Schools Caught in the Crossfire: Transgender Accommodation and the Burgeoning Rift between the OCR and the Federal Courts

Over the past few years, one of the fastest growing issues in the area of school law has been the accommodation of students identifying as transgender.  Researchers estimate that approximately 0.3% of the U.S. population identifies as transgender.  Despite this relatively small number, transgender individuals are becoming increasingly visible in American culture.  For instance, Caitlyn Jenner is on the cover of fashion magazines and has her own reality television program.  Similarly, the hit Netflix series, Orange is the New Black, features a transgender character played by an actress who is a transgender advocate in real life. With this increased visibility, school administrators are more likely to encounter openly transgender students.

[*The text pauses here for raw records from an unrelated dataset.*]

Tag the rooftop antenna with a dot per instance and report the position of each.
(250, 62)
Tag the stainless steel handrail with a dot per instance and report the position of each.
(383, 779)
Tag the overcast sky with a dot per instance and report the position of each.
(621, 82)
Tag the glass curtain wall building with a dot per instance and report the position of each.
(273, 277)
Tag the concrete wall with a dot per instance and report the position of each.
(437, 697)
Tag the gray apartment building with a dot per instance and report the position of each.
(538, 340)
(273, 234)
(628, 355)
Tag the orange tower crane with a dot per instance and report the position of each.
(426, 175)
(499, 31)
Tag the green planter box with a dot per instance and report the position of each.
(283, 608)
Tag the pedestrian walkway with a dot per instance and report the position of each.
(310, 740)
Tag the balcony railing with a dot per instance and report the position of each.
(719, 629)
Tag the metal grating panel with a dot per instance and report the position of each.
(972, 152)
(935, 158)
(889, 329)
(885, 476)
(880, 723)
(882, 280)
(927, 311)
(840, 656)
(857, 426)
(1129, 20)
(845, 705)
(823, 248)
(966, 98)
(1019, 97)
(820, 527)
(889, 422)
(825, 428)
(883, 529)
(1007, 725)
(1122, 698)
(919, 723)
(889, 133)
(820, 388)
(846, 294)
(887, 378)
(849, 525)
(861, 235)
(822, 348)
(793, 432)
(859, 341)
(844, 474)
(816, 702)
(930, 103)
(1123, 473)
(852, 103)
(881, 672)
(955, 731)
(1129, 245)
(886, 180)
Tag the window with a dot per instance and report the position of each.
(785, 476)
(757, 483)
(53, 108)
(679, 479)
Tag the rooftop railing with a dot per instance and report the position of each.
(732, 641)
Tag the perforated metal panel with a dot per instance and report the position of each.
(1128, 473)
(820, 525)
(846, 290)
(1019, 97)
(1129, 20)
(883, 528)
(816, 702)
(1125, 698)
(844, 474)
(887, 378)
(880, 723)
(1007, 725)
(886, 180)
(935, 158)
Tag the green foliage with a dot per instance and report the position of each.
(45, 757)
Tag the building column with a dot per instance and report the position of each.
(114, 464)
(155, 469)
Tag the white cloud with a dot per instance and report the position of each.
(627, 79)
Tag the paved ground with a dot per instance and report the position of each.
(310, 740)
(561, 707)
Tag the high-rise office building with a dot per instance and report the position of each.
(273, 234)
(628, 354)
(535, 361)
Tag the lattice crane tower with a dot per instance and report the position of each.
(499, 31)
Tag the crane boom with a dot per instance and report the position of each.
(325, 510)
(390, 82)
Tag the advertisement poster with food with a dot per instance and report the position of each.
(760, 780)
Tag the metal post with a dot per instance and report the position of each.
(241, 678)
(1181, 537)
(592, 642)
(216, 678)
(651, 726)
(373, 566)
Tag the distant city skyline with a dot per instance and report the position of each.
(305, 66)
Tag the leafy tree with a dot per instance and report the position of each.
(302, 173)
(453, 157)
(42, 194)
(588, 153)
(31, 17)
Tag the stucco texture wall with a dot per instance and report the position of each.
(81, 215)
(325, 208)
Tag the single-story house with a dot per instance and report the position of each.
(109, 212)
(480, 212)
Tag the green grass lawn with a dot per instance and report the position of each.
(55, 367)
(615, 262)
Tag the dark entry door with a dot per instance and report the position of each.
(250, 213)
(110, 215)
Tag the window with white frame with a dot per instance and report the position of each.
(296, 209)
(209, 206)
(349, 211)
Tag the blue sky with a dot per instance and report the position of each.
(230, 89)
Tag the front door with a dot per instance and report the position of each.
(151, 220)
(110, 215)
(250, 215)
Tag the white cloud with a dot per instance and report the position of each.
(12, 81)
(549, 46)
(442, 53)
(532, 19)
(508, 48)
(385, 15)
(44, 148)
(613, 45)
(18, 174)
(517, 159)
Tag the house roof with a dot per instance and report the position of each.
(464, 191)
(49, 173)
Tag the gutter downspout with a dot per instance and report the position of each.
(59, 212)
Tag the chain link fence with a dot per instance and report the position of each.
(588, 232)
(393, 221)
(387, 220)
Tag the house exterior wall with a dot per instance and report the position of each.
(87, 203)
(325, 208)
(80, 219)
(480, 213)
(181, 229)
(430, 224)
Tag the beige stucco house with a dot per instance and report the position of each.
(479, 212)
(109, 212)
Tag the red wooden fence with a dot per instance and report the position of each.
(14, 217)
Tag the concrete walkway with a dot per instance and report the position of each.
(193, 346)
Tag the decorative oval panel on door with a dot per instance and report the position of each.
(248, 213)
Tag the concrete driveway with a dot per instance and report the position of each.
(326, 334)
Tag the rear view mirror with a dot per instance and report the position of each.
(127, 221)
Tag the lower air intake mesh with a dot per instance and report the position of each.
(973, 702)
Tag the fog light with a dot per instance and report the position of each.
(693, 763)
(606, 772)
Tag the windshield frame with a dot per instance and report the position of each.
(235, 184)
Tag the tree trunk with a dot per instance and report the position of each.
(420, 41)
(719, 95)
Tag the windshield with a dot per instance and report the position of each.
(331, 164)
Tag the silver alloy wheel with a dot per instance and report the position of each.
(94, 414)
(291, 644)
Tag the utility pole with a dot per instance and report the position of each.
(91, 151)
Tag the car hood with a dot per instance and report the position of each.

Transgender status is an expressly protected class under Minnesota law, and under certain circumstances falls within the protections of Title IX, which prohibits discrimination on the basis of sex.  As such, school districts may be required to provide certain accommodations to transgender students.  However, the question of what specific accommodations are legally required remains somewhat unclear—particularly in regard to restroom and locker room accommodations.

There is a burgeoning rift between how the federal courts and the Office for Civil Rights (OCR) are interpreting and applying Title IX to restroom/locker room accommodations for transgender students.  The OCR currently takes the position that Title IX requires school districts to permit transgender students to use the bathroom and locker room facilities consistent with their gender identity, as opposed to their biological sex.

In contrast, two recent federal court decisions out of Pennsylvania and Virginia held that regulations promulgated under Title IX expressly permit school districts to designate bathroom and locker room usage on the basis of sex, as opposed to gender.  In other words, these courts held that the OCR’s position is inconsistent with what Title IX expressly states.  While neither of these court decisions are out of the Eighth Circuit, which includes Minnesota, they would likely be persuasive to federal judges within the District of Minnesota.

These federal court decisions are currently on appeal.  While a decision by a circuit-level court will likely be afforded more weight than a district court decision, it is likely that the OCR will continue to interpret and apply Title IX broadly until the Supreme Court weights in.

Unfortunately, while the federal courts and the OCR continue to dispute what Title IX actually requires, school districts are caught in the crossfire.  Please join Tim Sullivan at the MSBA Leadership Conference on Thursday at 2:30 p.m. in room M100H to learn more about this emerging and controversial issue.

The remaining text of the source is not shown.